Salah satu ruang pamer di Lokananta. (Sumber gambar: Hypeabis.id/Dika Irawan)

Melihat dari Dekat Lokananta Baru, Titik Nol Musik Indonesia

05 June 2023   |   19:00 WIB
Image
Dika Irawan Asisten Konten Manajer Hypeabis.id

Like
Sejarah baru tercipta di Kota Solo, Jawa Tengah. Sebuah pabrik piringan hitam baru saja dibuka. Tepatnya di kompleks Purwosari daerah Kreten. Di gedung utama pada area pabrik tersebut terdapat tulisan RRI, sedangkan di bawahnya memanjang nama Lokananta. 

Demikian laporan sebuah majalah tentang dibukanya Lokananta pada 29 Oktober 1956. Berita ini merupakan bagian dari arsip yang dipamerkan di galeri Lokananta, Solo, Jawa Tengah. 

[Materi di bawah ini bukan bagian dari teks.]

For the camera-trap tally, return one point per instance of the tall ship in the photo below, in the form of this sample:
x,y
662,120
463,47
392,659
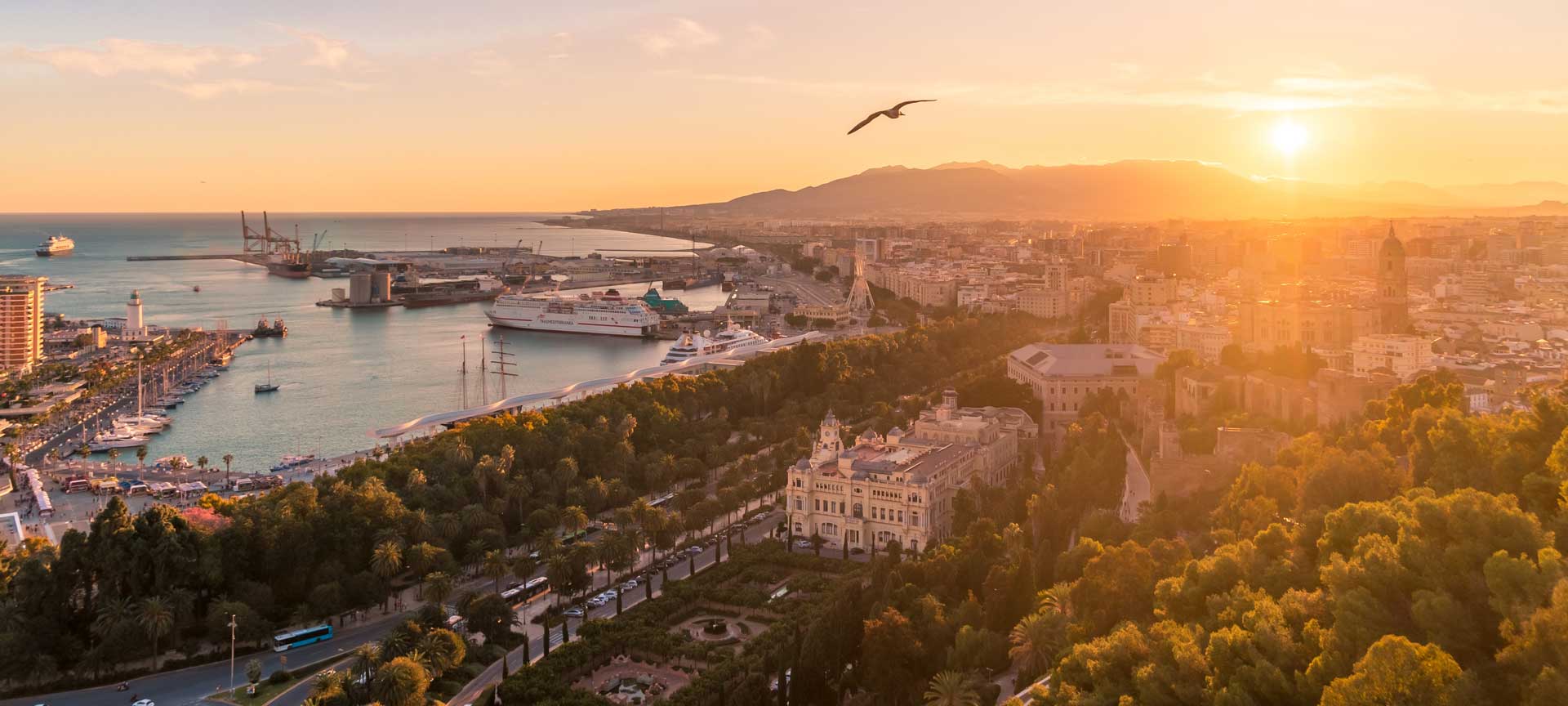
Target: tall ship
x,y
601,313
56,245
733,337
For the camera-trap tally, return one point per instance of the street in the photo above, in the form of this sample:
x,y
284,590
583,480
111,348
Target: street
x,y
491,673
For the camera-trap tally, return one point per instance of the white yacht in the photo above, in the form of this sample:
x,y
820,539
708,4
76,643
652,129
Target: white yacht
x,y
601,313
733,337
56,245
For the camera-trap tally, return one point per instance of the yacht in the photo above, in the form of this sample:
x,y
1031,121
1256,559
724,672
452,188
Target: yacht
x,y
733,337
56,245
117,440
269,385
601,313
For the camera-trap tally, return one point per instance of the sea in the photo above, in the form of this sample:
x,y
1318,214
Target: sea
x,y
342,373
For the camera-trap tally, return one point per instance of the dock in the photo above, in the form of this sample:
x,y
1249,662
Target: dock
x,y
190,257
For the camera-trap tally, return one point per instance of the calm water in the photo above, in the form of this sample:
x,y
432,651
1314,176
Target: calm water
x,y
342,373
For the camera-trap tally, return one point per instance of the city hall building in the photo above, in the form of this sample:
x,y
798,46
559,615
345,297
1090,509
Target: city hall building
x,y
901,487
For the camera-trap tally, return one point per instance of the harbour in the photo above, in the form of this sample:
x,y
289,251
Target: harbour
x,y
339,373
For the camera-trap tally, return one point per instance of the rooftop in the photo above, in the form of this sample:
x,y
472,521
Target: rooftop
x,y
1089,360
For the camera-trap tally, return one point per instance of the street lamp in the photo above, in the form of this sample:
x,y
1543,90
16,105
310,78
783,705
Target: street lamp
x,y
233,625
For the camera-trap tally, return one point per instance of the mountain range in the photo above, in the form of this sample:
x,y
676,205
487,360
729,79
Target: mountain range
x,y
1133,190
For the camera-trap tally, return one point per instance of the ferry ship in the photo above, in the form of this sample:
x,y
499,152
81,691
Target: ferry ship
x,y
733,337
56,245
601,313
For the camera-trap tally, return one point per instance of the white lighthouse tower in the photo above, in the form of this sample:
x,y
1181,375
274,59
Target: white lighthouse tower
x,y
134,324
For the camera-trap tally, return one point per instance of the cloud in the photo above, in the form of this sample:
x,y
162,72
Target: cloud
x,y
209,90
679,35
114,57
490,63
760,37
328,52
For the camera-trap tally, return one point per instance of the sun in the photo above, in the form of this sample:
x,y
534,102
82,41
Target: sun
x,y
1290,137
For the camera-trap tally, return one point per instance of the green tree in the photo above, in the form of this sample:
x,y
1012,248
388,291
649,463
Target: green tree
x,y
157,619
402,681
1397,672
952,689
386,561
1037,642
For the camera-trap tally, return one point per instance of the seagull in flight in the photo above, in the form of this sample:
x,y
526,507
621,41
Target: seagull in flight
x,y
893,114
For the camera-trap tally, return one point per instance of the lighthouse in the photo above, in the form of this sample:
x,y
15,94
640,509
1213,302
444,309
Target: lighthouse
x,y
134,325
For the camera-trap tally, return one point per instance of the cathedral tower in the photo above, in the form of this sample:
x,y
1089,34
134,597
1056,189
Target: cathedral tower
x,y
1392,284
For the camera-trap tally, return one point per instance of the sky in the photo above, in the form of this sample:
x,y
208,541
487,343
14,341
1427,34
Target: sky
x,y
562,105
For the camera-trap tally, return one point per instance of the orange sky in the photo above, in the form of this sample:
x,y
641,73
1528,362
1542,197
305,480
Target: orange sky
x,y
608,104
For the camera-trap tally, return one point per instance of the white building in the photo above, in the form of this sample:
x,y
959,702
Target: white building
x,y
901,487
1065,375
1399,353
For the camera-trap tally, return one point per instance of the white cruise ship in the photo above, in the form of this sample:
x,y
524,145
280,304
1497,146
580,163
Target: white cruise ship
x,y
601,313
733,337
56,245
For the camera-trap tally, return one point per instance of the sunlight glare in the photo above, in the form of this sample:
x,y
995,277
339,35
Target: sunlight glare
x,y
1290,137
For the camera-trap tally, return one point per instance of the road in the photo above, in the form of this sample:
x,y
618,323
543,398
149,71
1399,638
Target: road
x,y
681,570
172,371
192,685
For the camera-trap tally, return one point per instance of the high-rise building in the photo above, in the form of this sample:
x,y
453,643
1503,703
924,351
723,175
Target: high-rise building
x,y
20,322
1392,286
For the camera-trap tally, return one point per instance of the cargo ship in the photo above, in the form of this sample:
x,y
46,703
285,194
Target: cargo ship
x,y
601,313
289,266
265,330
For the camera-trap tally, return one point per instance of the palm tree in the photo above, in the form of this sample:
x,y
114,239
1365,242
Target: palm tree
x,y
386,561
1037,641
494,567
157,619
13,457
438,588
952,689
574,518
366,659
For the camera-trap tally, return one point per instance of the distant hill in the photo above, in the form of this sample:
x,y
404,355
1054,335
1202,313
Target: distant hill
x,y
1126,190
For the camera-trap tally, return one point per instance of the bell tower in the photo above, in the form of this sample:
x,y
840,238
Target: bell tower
x,y
1392,286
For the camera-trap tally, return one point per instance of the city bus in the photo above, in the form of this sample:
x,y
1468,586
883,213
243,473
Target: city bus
x,y
535,588
526,592
301,637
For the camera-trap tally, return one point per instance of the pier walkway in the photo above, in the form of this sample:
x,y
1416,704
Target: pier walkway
x,y
577,390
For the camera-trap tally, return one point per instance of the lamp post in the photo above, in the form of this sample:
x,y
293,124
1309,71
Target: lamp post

Pameran tersebut menandai kelahiran kembali Lokananta, setelah direvitalisasi oleh Kementerian Badan Usaha Milik Negara lewat PT Perusahaan Pengelolaan Aset (PPT). Revitalisasi dimulai dari November 2022 dan rampung dalam waktu 6 bulan. Untuk memperbaiki wajah Lokananta, pengelola menunjuk arsitek Andra Matin.

Baca juga: Wajah Baru Lokananta, Titik Nol Musik Indonesia Kembali Menyala

Hypeabis.id  berkesempatan mengunjungi Lokananta baru, pada 5-6 Juni. Kunjungan ini atas undangan PT PPA terkait peresmian revitalisasi perusahaan rekaman studio pertama di Indonesia tersebut.

Dari Jalan A. Yani, Purwosari, Laweyan, wajah baru Lokananta sudah terlihat. Dia tampil seperti baru didirikan pada 1956. Gedung utama Lokananta itu dicat putih gading. Sebelumnya, facade gedung itu sempat dicat kuning dan krem.  

Revitalisasi ini tak mengubah secara drastis muka gedung tersebut. Mengingat Lokananta merupakan cagar budaya, sehingga keasliannya perlu dijaga.

 

Lokananta sebelum direvitalisasi (Sumber foto: Bisnis/M Faisal Nur Ikhsan)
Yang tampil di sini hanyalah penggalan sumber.